GNU software testing framework

DejaGnu is a software framework for testing other programs. It has a main script called runtest that goes through a directory looking at configuration files and then runs some tests with given criteria. The purpose of the DejaGnu package is to provide a single front end for all tests. It is a part of the GNU Project and is licensed under the GPL. It is based on Expect, which is in turn based on Tcl. The current maintainers are Rob Savoye and Ben Elliston.

==Testing==
DejaGnu has a very strong history in testing due to its Tcl base. Tcl is used extensively by companies such as Oracle and Sybase to test their products. DejaGnu allows this work to be much more structured.

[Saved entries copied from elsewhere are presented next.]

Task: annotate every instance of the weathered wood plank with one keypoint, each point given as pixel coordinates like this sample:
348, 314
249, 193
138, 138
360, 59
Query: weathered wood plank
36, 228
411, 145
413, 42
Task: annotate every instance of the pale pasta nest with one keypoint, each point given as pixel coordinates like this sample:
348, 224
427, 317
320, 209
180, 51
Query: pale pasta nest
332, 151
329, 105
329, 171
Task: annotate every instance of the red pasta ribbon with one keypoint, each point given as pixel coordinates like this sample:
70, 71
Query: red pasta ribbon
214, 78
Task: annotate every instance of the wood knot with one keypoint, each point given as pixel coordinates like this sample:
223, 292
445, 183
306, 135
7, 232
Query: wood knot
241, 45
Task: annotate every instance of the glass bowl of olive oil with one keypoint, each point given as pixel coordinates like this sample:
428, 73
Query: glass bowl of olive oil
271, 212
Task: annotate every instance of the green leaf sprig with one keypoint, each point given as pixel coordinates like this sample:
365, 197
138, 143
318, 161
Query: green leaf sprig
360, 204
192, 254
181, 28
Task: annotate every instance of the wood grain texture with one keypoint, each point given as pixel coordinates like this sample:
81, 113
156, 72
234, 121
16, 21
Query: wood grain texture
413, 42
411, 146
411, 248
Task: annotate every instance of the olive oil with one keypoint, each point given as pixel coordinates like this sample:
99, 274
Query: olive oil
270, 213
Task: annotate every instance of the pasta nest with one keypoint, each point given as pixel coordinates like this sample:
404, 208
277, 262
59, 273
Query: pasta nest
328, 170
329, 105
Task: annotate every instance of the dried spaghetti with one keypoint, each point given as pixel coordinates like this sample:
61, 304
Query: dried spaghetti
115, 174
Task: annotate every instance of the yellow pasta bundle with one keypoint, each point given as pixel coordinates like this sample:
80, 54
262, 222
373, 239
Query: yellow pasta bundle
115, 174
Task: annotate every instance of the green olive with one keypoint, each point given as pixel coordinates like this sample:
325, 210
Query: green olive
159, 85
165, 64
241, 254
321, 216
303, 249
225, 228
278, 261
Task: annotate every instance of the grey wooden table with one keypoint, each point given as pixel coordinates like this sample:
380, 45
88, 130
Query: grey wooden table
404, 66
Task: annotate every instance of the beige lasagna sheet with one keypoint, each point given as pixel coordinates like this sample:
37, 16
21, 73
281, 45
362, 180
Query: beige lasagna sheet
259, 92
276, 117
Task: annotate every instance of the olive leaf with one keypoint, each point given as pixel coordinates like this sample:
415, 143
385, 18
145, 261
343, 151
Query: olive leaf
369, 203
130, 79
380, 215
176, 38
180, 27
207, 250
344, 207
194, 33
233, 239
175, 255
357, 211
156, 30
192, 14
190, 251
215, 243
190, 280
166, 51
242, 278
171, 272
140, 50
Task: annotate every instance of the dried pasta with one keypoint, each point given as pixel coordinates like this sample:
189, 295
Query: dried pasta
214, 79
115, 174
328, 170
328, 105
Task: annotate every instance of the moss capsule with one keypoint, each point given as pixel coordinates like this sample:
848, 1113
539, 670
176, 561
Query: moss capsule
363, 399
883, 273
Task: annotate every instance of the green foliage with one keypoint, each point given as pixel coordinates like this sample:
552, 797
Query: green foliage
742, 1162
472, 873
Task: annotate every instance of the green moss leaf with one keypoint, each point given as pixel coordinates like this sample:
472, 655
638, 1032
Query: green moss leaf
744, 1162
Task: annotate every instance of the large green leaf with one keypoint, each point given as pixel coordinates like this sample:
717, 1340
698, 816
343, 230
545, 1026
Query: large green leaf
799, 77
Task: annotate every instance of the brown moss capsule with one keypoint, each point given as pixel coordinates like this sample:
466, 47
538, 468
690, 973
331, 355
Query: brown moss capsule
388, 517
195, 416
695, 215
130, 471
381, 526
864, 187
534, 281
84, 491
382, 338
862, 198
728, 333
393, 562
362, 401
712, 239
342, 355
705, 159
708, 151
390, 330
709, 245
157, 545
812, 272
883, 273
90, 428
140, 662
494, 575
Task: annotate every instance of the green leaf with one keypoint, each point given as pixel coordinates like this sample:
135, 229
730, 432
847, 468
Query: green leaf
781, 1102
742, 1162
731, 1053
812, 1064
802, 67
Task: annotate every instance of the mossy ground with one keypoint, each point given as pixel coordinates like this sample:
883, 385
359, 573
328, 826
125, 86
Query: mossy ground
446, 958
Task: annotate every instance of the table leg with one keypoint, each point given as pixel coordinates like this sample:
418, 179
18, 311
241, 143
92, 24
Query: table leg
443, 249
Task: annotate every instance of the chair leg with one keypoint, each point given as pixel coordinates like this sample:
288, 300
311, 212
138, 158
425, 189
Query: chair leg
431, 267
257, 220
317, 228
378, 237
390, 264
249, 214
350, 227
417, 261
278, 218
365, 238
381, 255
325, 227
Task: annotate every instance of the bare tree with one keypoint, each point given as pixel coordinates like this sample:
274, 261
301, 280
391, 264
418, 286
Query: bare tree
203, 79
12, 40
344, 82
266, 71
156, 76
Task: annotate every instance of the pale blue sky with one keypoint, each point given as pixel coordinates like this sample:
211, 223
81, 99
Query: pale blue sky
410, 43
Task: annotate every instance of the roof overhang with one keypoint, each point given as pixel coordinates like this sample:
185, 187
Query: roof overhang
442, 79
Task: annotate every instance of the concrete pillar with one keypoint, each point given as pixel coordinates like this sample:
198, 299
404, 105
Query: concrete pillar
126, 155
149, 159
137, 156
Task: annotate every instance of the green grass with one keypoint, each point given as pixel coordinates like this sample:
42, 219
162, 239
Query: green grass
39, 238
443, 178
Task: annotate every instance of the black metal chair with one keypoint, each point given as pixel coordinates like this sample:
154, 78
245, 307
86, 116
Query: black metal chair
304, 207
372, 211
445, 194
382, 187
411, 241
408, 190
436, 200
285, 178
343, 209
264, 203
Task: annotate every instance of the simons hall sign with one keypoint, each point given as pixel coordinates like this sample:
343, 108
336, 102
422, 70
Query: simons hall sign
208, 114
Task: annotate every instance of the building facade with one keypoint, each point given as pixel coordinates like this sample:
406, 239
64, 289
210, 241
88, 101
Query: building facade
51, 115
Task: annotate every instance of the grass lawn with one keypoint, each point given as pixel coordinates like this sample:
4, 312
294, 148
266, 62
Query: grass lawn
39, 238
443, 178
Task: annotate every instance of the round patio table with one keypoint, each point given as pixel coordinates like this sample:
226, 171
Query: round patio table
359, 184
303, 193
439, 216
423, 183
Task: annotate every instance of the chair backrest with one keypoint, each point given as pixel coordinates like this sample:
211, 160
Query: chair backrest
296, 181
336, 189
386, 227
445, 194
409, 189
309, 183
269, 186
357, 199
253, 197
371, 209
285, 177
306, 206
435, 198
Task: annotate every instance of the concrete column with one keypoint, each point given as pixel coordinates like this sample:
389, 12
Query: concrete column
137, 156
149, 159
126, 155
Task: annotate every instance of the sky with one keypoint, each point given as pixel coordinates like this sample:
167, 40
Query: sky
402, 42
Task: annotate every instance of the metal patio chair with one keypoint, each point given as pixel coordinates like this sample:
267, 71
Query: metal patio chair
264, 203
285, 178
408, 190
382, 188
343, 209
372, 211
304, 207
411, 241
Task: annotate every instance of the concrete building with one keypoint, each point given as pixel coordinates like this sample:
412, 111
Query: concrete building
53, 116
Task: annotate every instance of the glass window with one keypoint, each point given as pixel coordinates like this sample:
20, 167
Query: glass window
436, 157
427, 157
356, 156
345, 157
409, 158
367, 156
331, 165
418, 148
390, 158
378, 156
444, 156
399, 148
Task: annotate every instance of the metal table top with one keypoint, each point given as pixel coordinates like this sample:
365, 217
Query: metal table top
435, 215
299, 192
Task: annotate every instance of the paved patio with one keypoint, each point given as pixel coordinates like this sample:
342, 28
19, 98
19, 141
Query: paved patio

The tests can be grouped according to the tool they are testing. The test is run by merely calling runtest in the root project directory.
  runtest --tool program_to_test
This will look in the testsuite directory for any folders starting with program_to_test and will run all .exp files in that folder.

==Embedded design==
One field for which DejaGnu is particularly well suited is that of embedded system design. It allows for testing to be done remotely on development boards; separate initialization files can be created for each operating system and board. This mainly focuses on embedded targets and remote hosts. DejaGnu is thus popular with many GNU projects, at universities, and for private companies.

==Files==
Essential files

- testsuite
  - Apache Each directory in testsuite should contain tests for a specific tool. In this example, the tool being tested is the Apache webserver.
    - Apache.test1.exp This will be the file containing tests, which in this fictional case might change configuration options, and then connect to the network and check to make sure the changes have taken effect.
  - config
    - unix.exp
  - lib
    - toolname.exp This file will be run as a tool init file for the tool called toolname.

Other files
- site.exp This file is a directory specific configuration file for runtest. Options can be placed in this file rather than retyped on each invocation; these options can include any variable passed as a command-line argument.

set tool Apache # run tests on Apache
set srcdir ./testsuite # look here for test files
set outdir ./logs # save the logs in a separate directory
set all 1 # show results from all tests (rather than just ones with errors)

- .dejagnurc This is a personal configuration file, which should be located in the user's home directory (~/.dejagnurc)
- global_config.exp This is the first configuration file loaded. It can be named anything but must be pointed to by the $DEJAGNU environment variable (set when your terminal loads).